2. Esempi delle prove documentali nella messaggistica istantanea

Secondo il Tribunale di Fermo (decreto n. 1973/2017), per giustificare un licenziamento, basta un messaggio che dimostri l’atteggiamento ostile nei confronti di un’azienda inviato da un dirigente alla moglie dell’amministratore unico di una società.

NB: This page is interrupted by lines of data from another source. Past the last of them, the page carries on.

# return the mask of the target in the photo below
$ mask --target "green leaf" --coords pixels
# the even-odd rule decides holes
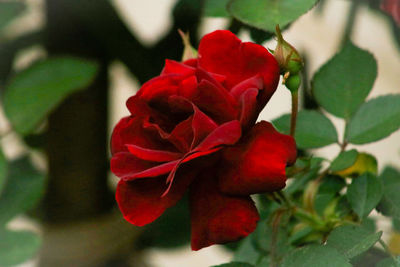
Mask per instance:
[[[7,160],[0,148],[0,196],[7,178]]]
[[[329,246],[310,245],[294,250],[280,267],[351,267],[348,260]]]
[[[329,204],[332,203],[338,192],[345,186],[345,181],[338,176],[324,177],[314,200],[314,207],[317,213],[323,216],[324,212],[328,211],[326,209],[329,207]],[[332,212],[334,212],[334,210],[332,210]]]
[[[371,233],[361,226],[344,225],[334,229],[328,237],[327,245],[351,259],[372,247],[382,236],[382,232]]]
[[[221,265],[214,265],[212,267],[254,267],[254,265],[248,264],[246,262],[233,261]]]
[[[258,251],[253,245],[252,237],[247,236],[240,242],[239,248],[236,250],[233,260],[256,264],[259,257],[260,251]]]
[[[314,97],[329,113],[349,119],[371,91],[376,74],[374,57],[348,42],[315,74]]]
[[[317,0],[231,0],[229,13],[250,26],[275,32],[310,10]]]
[[[400,172],[386,167],[380,175],[380,180],[383,183],[383,198],[379,203],[379,211],[400,219]]]
[[[346,196],[355,213],[364,218],[378,205],[382,195],[381,181],[375,175],[365,173],[353,179]]]
[[[385,95],[364,103],[351,118],[346,139],[365,144],[383,139],[400,128],[400,95]]]
[[[206,17],[228,17],[226,9],[229,0],[205,0],[203,15]]]
[[[0,30],[25,10],[25,4],[20,1],[0,2]]]
[[[44,192],[45,175],[27,157],[10,163],[7,181],[0,196],[0,226],[34,207]]]
[[[376,265],[376,267],[400,267],[400,256],[396,258],[386,258]]]
[[[14,266],[35,256],[40,238],[28,231],[0,230],[0,266]]]
[[[290,115],[279,117],[273,124],[279,131],[289,134]],[[295,139],[299,148],[316,148],[337,142],[338,136],[335,126],[323,114],[302,110],[297,115]]]
[[[332,162],[329,167],[331,171],[337,172],[352,166],[357,159],[358,152],[355,149],[344,151]]]
[[[72,57],[35,63],[9,83],[5,114],[18,133],[28,134],[65,97],[90,84],[96,72],[95,63]]]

Oppure, come giudicato dal Tribunale di Vicenza con sentenza n. 778/2017, per far scattare la sanzione disciplinare basta che uno dei destinatari decida di svelare il contenuto della chat al dirigente. Tutto ciò in piena legittimità. Un’indicazione non da poco viene dal Tribunale di Roma, il quale ha ritenuto illegittimo il licenziamento di una dipendente colpevole solo di aver utilizzato un tono di sfida in una chat nella quale era presente anche il datore di lavoro (sentenza n. 3478/2018).

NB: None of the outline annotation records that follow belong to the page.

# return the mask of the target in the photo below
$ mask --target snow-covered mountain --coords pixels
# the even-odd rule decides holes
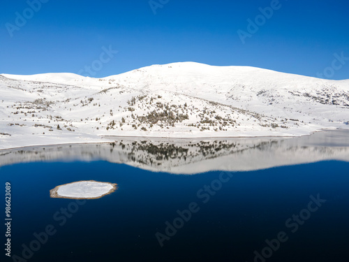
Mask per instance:
[[[109,136],[301,136],[349,127],[349,80],[192,62],[104,78],[3,74],[0,119],[0,149]]]

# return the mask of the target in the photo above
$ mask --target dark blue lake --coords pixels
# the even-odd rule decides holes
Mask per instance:
[[[13,219],[1,261],[348,261],[348,135],[0,152]],[[50,198],[80,180],[118,189]]]

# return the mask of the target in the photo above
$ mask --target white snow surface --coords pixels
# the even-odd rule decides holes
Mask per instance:
[[[96,181],[79,181],[61,185],[57,190],[60,196],[73,198],[96,198],[113,189],[110,183]]]
[[[348,129],[348,121],[349,80],[248,66],[174,63],[104,78],[0,75],[0,150],[109,136],[298,136]]]

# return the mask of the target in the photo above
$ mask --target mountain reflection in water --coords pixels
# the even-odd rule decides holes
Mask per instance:
[[[324,160],[349,161],[348,130],[299,138],[108,138],[115,142],[1,150],[0,166],[35,161],[103,160],[154,172],[195,174],[253,170]]]

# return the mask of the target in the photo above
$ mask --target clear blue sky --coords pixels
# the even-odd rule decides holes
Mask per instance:
[[[190,61],[349,78],[347,1],[280,0],[265,21],[258,8],[273,1],[154,0],[162,6],[155,15],[149,0],[42,1],[33,11],[26,1],[2,1],[1,73],[84,75],[94,63],[94,76],[105,77]],[[17,14],[25,24],[16,24]],[[256,17],[260,26],[250,34],[247,20]],[[238,30],[250,34],[244,44]],[[102,63],[110,46],[118,52]],[[348,58],[334,64],[335,54]]]

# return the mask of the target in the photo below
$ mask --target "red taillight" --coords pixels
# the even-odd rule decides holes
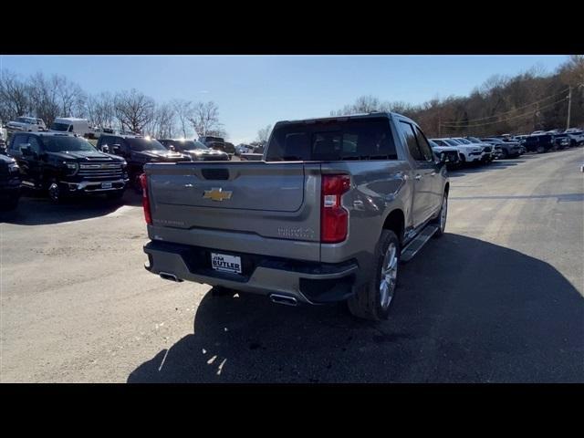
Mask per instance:
[[[322,175],[320,204],[320,241],[337,244],[347,238],[349,212],[340,197],[350,187],[349,175]]]
[[[142,207],[144,208],[144,219],[146,224],[152,224],[152,215],[150,213],[150,199],[148,198],[148,179],[146,173],[140,175],[140,183],[142,186]]]

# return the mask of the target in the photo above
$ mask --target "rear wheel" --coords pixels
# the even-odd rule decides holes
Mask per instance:
[[[373,277],[349,298],[349,310],[357,318],[387,319],[398,283],[400,240],[391,230],[383,230],[375,250]]]
[[[440,207],[440,213],[438,217],[433,221],[433,224],[438,227],[434,237],[442,237],[446,228],[446,218],[448,215],[448,192],[444,192],[444,196],[442,198],[442,207]]]
[[[136,191],[137,193],[142,193],[142,184],[140,181],[140,175],[141,173],[136,173],[132,178],[131,178],[131,186],[134,189],[134,191]]]

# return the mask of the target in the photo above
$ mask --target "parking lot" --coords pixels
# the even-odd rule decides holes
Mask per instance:
[[[2,382],[584,381],[581,148],[451,173],[392,318],[148,273],[140,196],[0,214]]]

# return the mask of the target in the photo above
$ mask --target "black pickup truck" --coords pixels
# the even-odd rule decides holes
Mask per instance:
[[[120,199],[128,182],[122,158],[97,151],[76,134],[17,132],[10,139],[8,155],[20,167],[22,185],[47,191],[55,203],[82,194]]]
[[[140,175],[144,172],[143,167],[147,162],[191,161],[188,155],[169,151],[160,141],[141,135],[101,135],[97,148],[126,161],[130,183],[136,191],[141,191]]]
[[[523,143],[528,152],[544,153],[554,148],[554,136],[551,134],[529,135]]]
[[[16,162],[0,154],[0,210],[14,210],[20,197],[20,169]]]
[[[214,149],[215,151],[221,151],[229,155],[229,160],[235,154],[235,146],[233,143],[225,141],[221,137],[203,136],[199,138],[199,141],[204,144],[207,148]]]

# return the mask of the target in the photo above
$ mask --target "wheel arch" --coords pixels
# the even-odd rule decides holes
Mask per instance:
[[[403,230],[405,227],[405,215],[401,208],[394,208],[383,221],[383,230],[391,230],[396,234],[400,242],[403,241]]]

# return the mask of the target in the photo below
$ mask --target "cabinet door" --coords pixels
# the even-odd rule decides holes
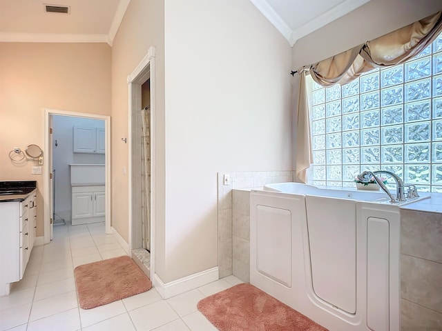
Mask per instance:
[[[94,193],[94,216],[106,214],[106,196],[104,192]]]
[[[93,216],[93,193],[72,194],[72,218],[81,219]]]
[[[104,129],[97,129],[97,153],[104,154],[106,150],[106,139],[104,137]]]
[[[97,152],[97,130],[74,127],[74,153]]]

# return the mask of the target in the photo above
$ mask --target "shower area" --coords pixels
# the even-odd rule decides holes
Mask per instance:
[[[151,277],[151,81],[132,113],[132,257]],[[140,101],[138,100],[138,101]],[[137,102],[137,103],[139,103]]]

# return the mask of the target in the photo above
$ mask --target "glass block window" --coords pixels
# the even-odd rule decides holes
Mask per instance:
[[[442,34],[404,64],[343,86],[313,82],[311,98],[309,183],[354,187],[358,173],[383,169],[442,192]]]

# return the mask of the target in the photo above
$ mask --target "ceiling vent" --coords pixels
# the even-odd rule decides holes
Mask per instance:
[[[66,6],[44,5],[46,12],[59,12],[61,14],[69,14],[70,8]]]

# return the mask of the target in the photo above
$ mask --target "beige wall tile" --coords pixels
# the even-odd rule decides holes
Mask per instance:
[[[442,215],[401,210],[401,252],[442,263]]]
[[[401,255],[401,297],[442,313],[442,264]]]
[[[218,274],[222,278],[232,274],[232,239],[220,240]]]
[[[232,208],[235,213],[250,214],[250,192],[233,190],[232,192]]]
[[[401,331],[442,330],[442,314],[416,305],[407,300],[401,300]]]
[[[250,241],[250,216],[233,213],[232,234],[235,237]]]
[[[233,236],[233,259],[250,263],[250,241]]]
[[[233,259],[233,276],[245,283],[250,283],[250,264]]]

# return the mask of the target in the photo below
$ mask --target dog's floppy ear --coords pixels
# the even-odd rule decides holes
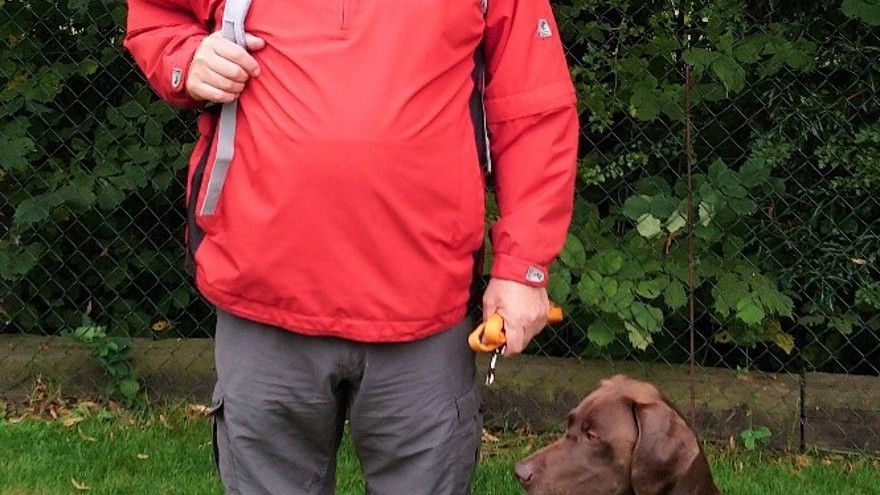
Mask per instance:
[[[687,422],[652,390],[633,399],[639,437],[633,449],[630,479],[636,495],[667,493],[688,471],[700,446]]]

Ciò che conta risiede nelle parole, non certo nelle intenzioni facilmente travisabili. Nel caso in esame, infatti, la trascrizione del file audio non presentava nulla che valesse una qualsiasi sanzione.

3. Messaggistica istantanea e diritto alla riservatezza

Se è vero che una chat può avere valore di prova, però, bisogna porre la giusta attenzione alle modalità e ai motivi del suo utilizzo. La questione, come è facile intuire, è molto delicata e tira in ballo sia la valutazione del diritto di difesa che può far valere chi decide di utilizzare un tale documento sia il diritto alla riservatezza della controparte.

Una conversazione di WhatsApp è totalmente ascrivibile a corrispondenza privata, la quale inviolabilità viene protetta dall’art. 616 del Codice penale. La sua rivelazione può avvenire solo nel caso in cui sussista una giusta causa. La giurisprudenza italiana, però, è andata oltre.

La conversazione privata via chat viene considerata un aspetto della vita utile all’inquadramento delle parti coinvolte. La vita online, perciò, è un elemento che può aiutare a comprendere la persona nella sua vita offline. In questo caso, l’interesse di causa viene comprovato e non serve a nulla appellarsi al diritto alla privacy.